According to that history website:
“Originally it was the champion’s duty to ride, on a white charger, fully clad in armour, into Westminster Hall during the coronation banquet.
“There he threw down his gauntlet and challenged any person who dared to deny the sovereign’s right to the throne. The king himself of course, could not fight in single combat against anyone except an equal.
“It was only at the Coronation of Queen Victoria in 1838 that the traditional ride and challenge was left out of the ceremony. Henry Dymoke – Queen’s Champion at the time – was created a baronet by way of compensation.”
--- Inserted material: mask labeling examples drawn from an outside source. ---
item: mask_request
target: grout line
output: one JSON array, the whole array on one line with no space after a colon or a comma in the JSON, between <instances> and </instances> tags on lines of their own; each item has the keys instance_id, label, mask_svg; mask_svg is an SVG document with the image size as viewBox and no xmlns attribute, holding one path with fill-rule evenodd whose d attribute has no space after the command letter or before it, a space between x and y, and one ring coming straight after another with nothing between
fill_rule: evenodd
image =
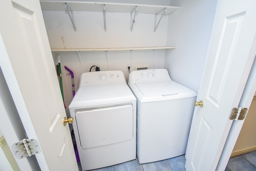
<instances>
[{"instance_id":1,"label":"grout line","mask_svg":"<svg viewBox=\"0 0 256 171\"><path fill-rule=\"evenodd\" d=\"M172 167L171 167L171 165L170 165L170 163L169 163L168 161L167 161L167 160L165 160L165 161L166 161L166 162L167 162L167 164L168 164L168 165L169 165L169 167L170 167L170 169L171 169L171 170L172 171Z\"/></svg>"},{"instance_id":2,"label":"grout line","mask_svg":"<svg viewBox=\"0 0 256 171\"><path fill-rule=\"evenodd\" d=\"M256 166L255 166L254 165L253 163L251 163L249 160L247 160L245 157L244 157L244 156L246 154L247 154L247 153L246 153L246 154L244 154L244 155L242 155L241 157L242 157L242 158L243 159L244 159L245 160L246 160L246 161L248 161L249 163L250 163L251 165L252 165L255 168L256 168Z\"/></svg>"}]
</instances>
And here at Wikipedia is more information – and a splendid pic:*
And akin to the familiar challenge in a wedding ceremony, the challenge was expressly made:
“If any person, of whatever degree soever, high or low, shall deny or gainsay our Sovereign Lord [ ], King of the United Kingdom of Great Britain and Ireland, Defender of the Faith, son and next heir unto our Sovereign Lord the last King deceased, to be the right heir to the imperial Crown of this realm of Great Britain and Ireland, or that he ought not to enjoy the same; here is his Champion, who saith that he lieth, and is a false traitor, being ready in person to combat with him, and in this quarrel will adventure his life against him on what day soever he shall be appointed.”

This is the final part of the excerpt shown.